Des distances record pour certaines sélections

Le tournoi nord-américain, qui se déroule du 11 juin au 19 juillet 2026, présente des particularités géographiques inédites. Les épreuves sont réparties entre les États-Unis, le Canada et le Mexique, sur une amplitude de plusieurs fuseaux horaires. Cette configuration impose à certaines délégations des trajets aériens considérables, comparables à des traversées intercontinentales en cours de compétition.

Selon les données disponibles, la sélection de Bosnie-Herzégovine figure parmi les plus sollicitées : elle doit effectuer environ 25 000 kilomètres de vol entre ses matchs de groupe, ses éventuels tours suivants et ses retours à la base. Le parcours de Curaçao, petite nation caribéenne qualifiée pour la première fois, est également long, avec des liaisons entre des villes hôtes très éloignées les unes des autres.

Un format élargi et des infrastructures dispersées

Pour la première fois, la phase finale réunit 48 équipes, contre 32 lors des éditions précédentes. Ce format implique 104 rencontres, disputées dans 16 stades situés dans onze villes différentes : dix aux États-Unis, trois au Mexique et deux au Canada. Les équipes doivent composer avec des écarts de température et d'altitude importants entre les sites, ainsi qu'avec des différences de qualité de pelouse et de conditions climatiques.

Les organisateurs ont mis en place des « bases arrière » pour chaque sélection, où les joueurs peuvent s'entraîner et se reposer entre les matchs. Toutefois, la rotation des matchs entre les trois pays hôtes oblige les équipes à changer régulièrement de lieu, parfois en traversant plusieurs fuseaux horaires. Les délégations doivent également gérer les formalités douanières et les différences de législation entre les trois nations.

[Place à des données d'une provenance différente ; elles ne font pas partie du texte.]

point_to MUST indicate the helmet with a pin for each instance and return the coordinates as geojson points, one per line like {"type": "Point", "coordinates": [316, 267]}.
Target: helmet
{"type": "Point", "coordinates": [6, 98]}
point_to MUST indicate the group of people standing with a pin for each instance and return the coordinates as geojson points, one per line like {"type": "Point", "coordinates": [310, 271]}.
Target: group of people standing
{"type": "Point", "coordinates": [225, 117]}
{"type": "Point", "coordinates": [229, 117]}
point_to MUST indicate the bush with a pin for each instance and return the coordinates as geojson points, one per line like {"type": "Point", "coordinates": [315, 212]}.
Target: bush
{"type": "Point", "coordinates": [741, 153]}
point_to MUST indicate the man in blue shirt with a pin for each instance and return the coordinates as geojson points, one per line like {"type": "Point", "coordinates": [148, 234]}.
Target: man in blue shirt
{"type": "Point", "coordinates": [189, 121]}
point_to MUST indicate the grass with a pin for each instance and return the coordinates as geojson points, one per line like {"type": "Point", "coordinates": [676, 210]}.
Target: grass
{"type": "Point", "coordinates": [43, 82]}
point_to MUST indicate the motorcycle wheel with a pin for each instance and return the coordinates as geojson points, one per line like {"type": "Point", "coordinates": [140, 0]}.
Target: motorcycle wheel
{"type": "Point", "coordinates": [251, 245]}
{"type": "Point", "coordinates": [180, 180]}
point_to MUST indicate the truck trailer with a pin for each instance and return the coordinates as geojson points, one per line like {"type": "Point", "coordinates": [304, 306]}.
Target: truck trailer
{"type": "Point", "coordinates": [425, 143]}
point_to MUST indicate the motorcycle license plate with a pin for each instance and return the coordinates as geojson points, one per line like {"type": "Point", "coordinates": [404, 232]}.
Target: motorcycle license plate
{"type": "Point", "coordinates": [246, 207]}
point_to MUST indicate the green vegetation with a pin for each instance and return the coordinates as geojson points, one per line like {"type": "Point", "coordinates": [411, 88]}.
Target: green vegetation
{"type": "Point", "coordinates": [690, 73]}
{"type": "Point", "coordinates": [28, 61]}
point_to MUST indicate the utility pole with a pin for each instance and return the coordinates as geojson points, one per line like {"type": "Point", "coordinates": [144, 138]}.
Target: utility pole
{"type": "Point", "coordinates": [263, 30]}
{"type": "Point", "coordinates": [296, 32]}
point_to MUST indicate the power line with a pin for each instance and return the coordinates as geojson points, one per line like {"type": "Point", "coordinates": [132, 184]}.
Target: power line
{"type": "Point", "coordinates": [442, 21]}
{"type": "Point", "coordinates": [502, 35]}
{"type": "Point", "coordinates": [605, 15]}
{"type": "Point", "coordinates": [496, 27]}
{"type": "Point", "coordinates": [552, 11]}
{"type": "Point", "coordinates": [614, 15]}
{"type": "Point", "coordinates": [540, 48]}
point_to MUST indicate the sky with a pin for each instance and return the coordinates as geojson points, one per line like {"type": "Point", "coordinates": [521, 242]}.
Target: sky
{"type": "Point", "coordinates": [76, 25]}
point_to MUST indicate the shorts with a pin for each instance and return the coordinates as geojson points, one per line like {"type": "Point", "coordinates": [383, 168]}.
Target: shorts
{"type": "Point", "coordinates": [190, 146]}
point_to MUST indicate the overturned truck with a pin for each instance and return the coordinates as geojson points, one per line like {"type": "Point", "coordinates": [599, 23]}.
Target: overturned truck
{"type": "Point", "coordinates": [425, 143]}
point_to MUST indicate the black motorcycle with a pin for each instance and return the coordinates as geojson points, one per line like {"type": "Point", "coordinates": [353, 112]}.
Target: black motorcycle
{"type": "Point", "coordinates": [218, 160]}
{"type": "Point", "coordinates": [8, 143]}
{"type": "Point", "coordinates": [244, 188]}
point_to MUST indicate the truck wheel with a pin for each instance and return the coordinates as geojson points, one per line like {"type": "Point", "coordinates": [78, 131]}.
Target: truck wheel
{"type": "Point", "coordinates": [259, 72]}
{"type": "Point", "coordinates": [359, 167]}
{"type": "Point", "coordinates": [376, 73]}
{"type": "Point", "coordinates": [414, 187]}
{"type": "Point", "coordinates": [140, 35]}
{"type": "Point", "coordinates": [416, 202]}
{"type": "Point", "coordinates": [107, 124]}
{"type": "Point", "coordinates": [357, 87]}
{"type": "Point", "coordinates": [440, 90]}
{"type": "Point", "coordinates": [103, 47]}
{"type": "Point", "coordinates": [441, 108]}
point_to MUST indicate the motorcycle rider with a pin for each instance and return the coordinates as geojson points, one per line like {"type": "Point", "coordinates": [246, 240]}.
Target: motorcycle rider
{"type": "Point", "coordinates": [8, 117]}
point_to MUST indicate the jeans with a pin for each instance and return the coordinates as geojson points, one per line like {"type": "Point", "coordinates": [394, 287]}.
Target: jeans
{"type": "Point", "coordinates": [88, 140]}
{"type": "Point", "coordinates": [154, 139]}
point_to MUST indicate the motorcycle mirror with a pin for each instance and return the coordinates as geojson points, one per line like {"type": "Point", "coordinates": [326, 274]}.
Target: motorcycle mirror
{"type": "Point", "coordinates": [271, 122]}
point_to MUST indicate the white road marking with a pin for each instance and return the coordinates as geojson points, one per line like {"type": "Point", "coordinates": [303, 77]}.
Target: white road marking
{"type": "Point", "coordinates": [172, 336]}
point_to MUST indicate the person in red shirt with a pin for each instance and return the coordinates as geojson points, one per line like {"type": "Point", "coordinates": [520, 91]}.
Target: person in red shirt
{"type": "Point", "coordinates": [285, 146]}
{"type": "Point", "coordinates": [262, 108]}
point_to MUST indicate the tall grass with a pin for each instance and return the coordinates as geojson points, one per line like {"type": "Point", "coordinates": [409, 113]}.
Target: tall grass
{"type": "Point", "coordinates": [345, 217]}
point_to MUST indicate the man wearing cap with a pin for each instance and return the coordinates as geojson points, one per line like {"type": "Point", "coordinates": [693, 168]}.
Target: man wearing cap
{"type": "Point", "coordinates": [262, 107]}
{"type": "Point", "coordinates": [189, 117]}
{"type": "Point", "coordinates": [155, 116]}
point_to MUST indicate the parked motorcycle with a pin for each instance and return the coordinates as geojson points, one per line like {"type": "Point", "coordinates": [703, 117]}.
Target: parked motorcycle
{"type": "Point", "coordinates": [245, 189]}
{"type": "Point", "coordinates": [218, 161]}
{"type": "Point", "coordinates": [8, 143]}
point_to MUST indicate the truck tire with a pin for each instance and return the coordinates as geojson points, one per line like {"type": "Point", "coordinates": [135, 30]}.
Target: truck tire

Une logistique sous pression

Les responsables des équipes nationales doivent planifier des voyages qui incluent non seulement les joueurs et l'encadrement technique, mais aussi le matériel médical, les équipements d'entraînement et les bagages personnels. Certaines fédérations ont recruté des logisticiens spécialisés pour coordonner les déplacements. Le recours à des vols charter est généralisé, mais les créneaux de décollage et d'atterrissage dans les aéroports des villes hôtes sont très demandés, ce qui nécessite une réservation anticipée.

Les fuseaux horaires posent également un défi physiologique. Une équipe basée à Vancouver (Canada, fuseau Pacifique) et jouant à Miami (États-Unis, fuseau Est) subit un décalage de trois heures, tandis qu'un passage de Seattle (Pacifique) à Mexico (Centre) en ajoute deux. Les staffs médicaux adaptent les protocoles de sommeil et d'alimentation pour limiter les effets du jet lag.

Des déplacements coûteux et une empreinte carbone scrutée

Les coûts de transport et d'hébergement explosent pour les fédérations les plus modestes. Le budget d'une sélection comme Curaçao ou la Bosnie-Herzégovine est très inférieur à celui des grandes nations du football, ce qui rend la gestion des trajets longue distance plus contraignante. Certaines équipes ont dû solliciter des aides financières auprès de leur gouvernement ou de sponsors pour couvrir les frais.

Par ailleurs, l'impact environnemental de ces déplacements suscite des critiques. Des associations écologistes ont pointé l'augmentation des émissions de CO₂ liées aux vols des équipes et des supporters. La FIFA a communiqué sur un programme de compensation carbone, mais son efficacité est jugée insuffisante par plusieurs organisations non gouvernementales.

Une compétition qui teste l'organisation des fédérations

Pour les sélections qui ne disposent pas de moyens logistiques importants, la préparation du tournoi a commencé plusieurs mois avant le coup d'envoi. Des repérages des installations ont été réalisés, des contrats avec des compagnies aériennes ont été négociés, et des accords avec des hôtels ont été conclus. Les fédérations les mieux organisées ont constitué des cellules dédiées à la coordination des déplacements.

Les premiers matchs du tournoi ont confirmé que les équipes ayant le mieux anticipé les contraintes logistiques étaient souvent avantagées sur le terrain. À l'inverse, des retards de vol ou des changements de dernière minute dans le calendrier ont perturbé la préparation de certaines équipes.

Des chiffres qui illustrent l'ampleur du défi

Le tournoi 2026 est marqué par la démesure : les distances cumulées parcourues par l'ensemble des équipes devraient dépasser le million de kilomètres. Le nombre de vols programmés pour les délégations, le personnel d'encadrement et les médias atteint plusieurs milliers. Les organisateurs estiment que plus de 200 000 chambres d'hôtel seront réservées pendant la durée de la compétition.

Ces éléments font de cette Coupe du monde un cas d'école en matière de logistique sportive, et les enseignements tirés pourraient influencer l'organisation des grandes compétitions internationales futures.